ОглавлениеQuelques mauvais plaisants nous accusent de n’être pas Français. Il est vrai que nous ne l’avons pas toujours été : mais eux-mêmes l’ont-ils été toujours ?... Quand, au milieu du cinquième siècle après Jésus-Christ, Mérovée inventa le nom de France, pour son petit royaume de Tournay, qui est-ce qui était Français depuis le Rhin jusqu’aux Pyrénées, depuis le Finistère jusqu’aux Alpes? Etaient-ce les Belges et les Bourguignons, les Bretons et les Séquaniens, les Arvernes et les Allobroges, les Aquitains et les Vascons? Etaient-ce même les Parisiens, ces Belges indisciplinés et turbulents, qui, chassés de leur pays, vinrent se réfugier dans l’île de la Cité, et y bâtirent les premières cabanes? Non; des 400 petits peuples qui occupaient alors la Gaule, pas un seul n’était Français.
Cela est un fait certain; et c’en est un autre non moins certain, qu’ils le sont tous aujourd’hui. Comment donc le sont-ils devenus? Par un procédé uniforme et le plus naturel du monde ; par leur annexion pure et simple au domaine royal.
Or le 15 août 1768, par édit authentique de Louis XV, nous avons aussi été annexés au domaine royal, au même titre que les autres provinces. Pourquoi donc cette annexion ne nous aurait-elle pas communiqué, comme à elles, le caractère et le titre de Français? Pourquoi cette sorte de baptême national aurait-il manqué de vertu pour nous seuls?
Donc nous sommes Français de droit et de fait; et j’ajouterai que nous le sommes de cœur, plus que certains de ceux qui nous accusent. Chez nous le patriotisme est dans toute sa ferveur.
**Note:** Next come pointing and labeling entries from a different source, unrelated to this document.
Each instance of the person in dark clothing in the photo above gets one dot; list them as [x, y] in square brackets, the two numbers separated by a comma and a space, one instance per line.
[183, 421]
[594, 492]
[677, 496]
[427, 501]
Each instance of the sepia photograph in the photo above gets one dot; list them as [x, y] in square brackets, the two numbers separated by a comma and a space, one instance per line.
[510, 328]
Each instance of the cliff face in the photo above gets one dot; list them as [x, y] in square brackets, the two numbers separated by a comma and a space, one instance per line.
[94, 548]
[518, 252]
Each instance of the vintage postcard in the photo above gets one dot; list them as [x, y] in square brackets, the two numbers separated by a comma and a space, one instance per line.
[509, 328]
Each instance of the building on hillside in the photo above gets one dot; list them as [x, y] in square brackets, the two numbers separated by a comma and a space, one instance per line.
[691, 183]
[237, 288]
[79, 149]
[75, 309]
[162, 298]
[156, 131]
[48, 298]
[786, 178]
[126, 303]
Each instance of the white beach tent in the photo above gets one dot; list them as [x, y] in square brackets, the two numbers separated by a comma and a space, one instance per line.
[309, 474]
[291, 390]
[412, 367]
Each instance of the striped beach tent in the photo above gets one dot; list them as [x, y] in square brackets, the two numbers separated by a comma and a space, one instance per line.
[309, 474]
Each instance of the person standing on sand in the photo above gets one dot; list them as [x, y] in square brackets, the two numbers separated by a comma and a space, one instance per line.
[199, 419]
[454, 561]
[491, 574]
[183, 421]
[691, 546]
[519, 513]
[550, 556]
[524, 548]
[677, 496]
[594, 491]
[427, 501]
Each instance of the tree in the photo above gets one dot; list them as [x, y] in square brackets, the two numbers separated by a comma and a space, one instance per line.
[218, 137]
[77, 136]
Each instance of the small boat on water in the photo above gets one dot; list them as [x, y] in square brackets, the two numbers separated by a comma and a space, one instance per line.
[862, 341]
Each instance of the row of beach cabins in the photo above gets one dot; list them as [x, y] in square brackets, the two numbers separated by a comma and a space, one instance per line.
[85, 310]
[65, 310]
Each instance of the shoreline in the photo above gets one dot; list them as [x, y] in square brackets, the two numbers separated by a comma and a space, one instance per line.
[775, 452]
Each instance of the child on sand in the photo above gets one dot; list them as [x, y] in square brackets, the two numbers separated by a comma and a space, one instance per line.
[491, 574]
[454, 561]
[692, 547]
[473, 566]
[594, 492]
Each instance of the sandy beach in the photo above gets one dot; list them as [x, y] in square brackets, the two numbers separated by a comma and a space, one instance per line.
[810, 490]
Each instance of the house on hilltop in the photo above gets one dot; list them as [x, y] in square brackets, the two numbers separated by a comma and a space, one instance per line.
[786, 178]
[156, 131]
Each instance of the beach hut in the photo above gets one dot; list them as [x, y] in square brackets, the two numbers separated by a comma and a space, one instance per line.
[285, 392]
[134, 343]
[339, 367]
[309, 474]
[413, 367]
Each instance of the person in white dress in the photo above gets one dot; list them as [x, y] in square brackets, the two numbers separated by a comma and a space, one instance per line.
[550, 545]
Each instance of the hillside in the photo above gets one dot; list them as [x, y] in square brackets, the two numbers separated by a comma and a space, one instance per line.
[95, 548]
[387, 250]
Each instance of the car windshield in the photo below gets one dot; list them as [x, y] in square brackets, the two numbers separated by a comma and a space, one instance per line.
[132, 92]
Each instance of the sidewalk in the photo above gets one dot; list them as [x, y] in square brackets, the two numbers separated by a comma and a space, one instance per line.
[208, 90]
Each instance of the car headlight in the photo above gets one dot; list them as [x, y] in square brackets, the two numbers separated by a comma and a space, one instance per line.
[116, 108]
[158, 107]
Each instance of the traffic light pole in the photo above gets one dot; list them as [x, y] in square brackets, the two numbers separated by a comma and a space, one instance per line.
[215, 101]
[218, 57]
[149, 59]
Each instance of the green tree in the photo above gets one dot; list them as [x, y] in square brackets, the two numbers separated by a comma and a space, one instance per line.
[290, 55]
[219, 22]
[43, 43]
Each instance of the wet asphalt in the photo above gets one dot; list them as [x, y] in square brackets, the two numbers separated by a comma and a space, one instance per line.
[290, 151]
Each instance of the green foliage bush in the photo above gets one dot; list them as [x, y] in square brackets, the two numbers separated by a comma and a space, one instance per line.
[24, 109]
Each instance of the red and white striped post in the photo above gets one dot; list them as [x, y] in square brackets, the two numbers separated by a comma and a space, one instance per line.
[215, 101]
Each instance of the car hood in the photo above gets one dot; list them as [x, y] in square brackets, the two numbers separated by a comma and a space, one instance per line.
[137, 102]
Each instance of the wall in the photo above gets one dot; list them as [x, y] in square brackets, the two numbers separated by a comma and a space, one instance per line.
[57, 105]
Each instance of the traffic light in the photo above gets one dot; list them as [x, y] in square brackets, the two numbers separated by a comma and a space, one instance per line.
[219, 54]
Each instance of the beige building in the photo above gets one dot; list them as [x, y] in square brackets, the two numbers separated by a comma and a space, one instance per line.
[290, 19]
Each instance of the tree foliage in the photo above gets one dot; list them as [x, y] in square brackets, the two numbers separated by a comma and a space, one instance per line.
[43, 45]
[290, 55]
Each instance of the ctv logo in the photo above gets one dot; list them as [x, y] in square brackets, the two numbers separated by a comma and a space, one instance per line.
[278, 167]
Si nous aimons la Corse, nous aimons aussi la France ; et nous sommes, quand il le faudra, prêts à mourir pour l’une comme pour l’autre. En est-il de même partout?
Plusieurs pensent nous terrasser, en disant : La preuve que vous n’êtes pas Français, c’est que vous parlez une langue étrangère.
Au moment de l’annexion, nous parlions l’italien ; et nous ne pouvions pas l’abandonner, avant d’avoir appris le français, à moins de nous mettre au régime des sourds-muets, et de ne plus parler que par signes. Or, pendant très longtemps, nous n’avons pas eu d’écoles où l’on enseignât le français ; et nous ne l’entendions pas, surtout dans les campagnes, parler une fois tous les mois. Comment donc aurions-nous pu l’apprendre ?
Mais aujourd’hui, grâce aux écoles de nos villages et au séjour prolongé que fait sous vos drapeaux presque toute notre jeunesse, l’italien ne sera bientôt plus chez nous qu’une langue morte.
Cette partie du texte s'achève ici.